O Diário de Notícias titula um artigo com a seguinte frase: "Portuguesas ganham mais na função pública". Logo de seguida, a primeira frase do artigo já explicita que, "em média", as mulheres empregadas na função pública ganham mais do que os homens". Uns parágrafos adiante, a notícia evolui para o seguinte: "Mas será mesmo assim?, questiona o leitor mais céptico. Bem, o assunto merece esclarecimentos adicionais. É que as mulheres ganham mais porque têm melhores qualificações, que exigem, naturalmente, remunerações superiores."

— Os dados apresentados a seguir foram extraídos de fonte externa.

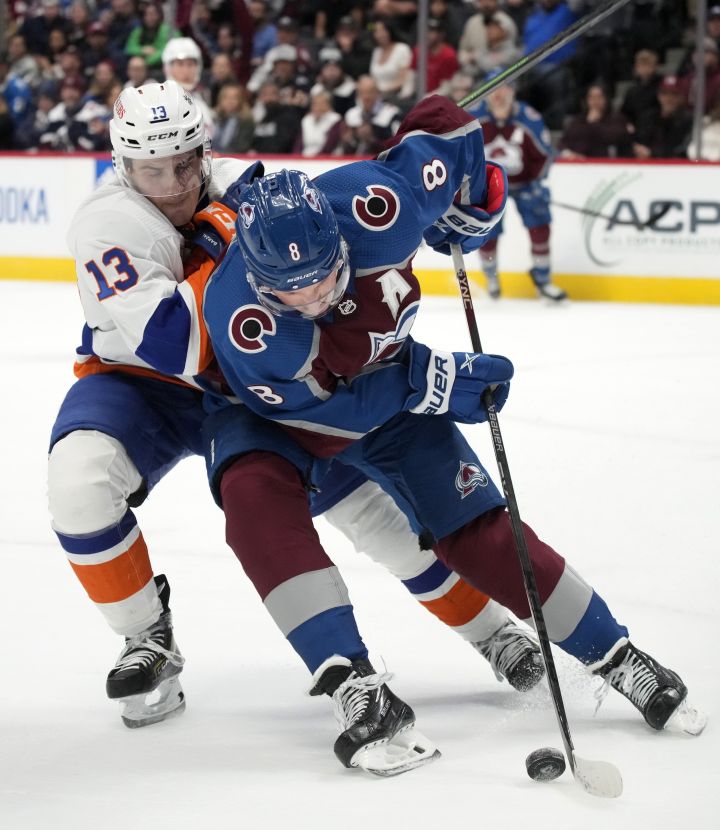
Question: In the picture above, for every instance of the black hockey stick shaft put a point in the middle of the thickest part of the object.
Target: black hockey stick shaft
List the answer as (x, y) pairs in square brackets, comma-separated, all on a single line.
[(653, 219), (543, 51), (531, 589)]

Parece-me que estamos perante uma abordagem pouco rigorosa e enganadora na forma de titular e destacar a notícia, transmitindo uma mensagem que não corresponde à realidade que consta do corpo do texto informativo. A matéria da desigualdade de remunerações entre homens e mulheres coloca-se, obviamente, nos casos em que, para idênticas funções e qualificações, existam discrepâncias remuneratórias. É neste contexto, que recentemente foi identificado um pay-gap de 15% entre homens e mulheres, na média dos países da UE (Portugal até se fica pela casa dos 4%). O que a notícia do DN aponta é para a existência de mulheres mais qualificadas que os homens na função pública - não há aqui uma questão de desigualdade, uma vez que não estamos perante pessoas com idênticas qualificações. As mulheres não são mais bem remuneradas que os homens em idênticas funções e com idênticas qualificações.

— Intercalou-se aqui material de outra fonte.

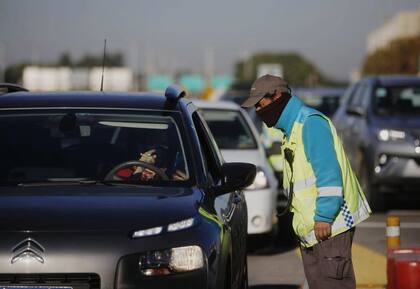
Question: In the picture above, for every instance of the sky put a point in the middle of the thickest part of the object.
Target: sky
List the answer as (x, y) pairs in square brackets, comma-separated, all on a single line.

Verdadeiramente, aquilo que não há na função pública e é positivo é o referido pay-gap, uma vez que a transparência da contratação, a vinculação ao princípio da igualdade e a existência de tabelas salariais relativas às carreiras e insusceptíveis de variação casuística em função do género a tal obsta. Numa nota final sobre o assunto, este último aspecto é de reter na reforma do sistema de vínculos na função pública - o abandono tendencial do vínculo por nomeação, através do modelo clássico de carreiras, para algumas funções, não pode desaguar num regime de contrato de trabalho cuja maior flexibilidade remuneratória possa expôr a Administração Pública a uma realidade a que, felizmente, é hoje alheia.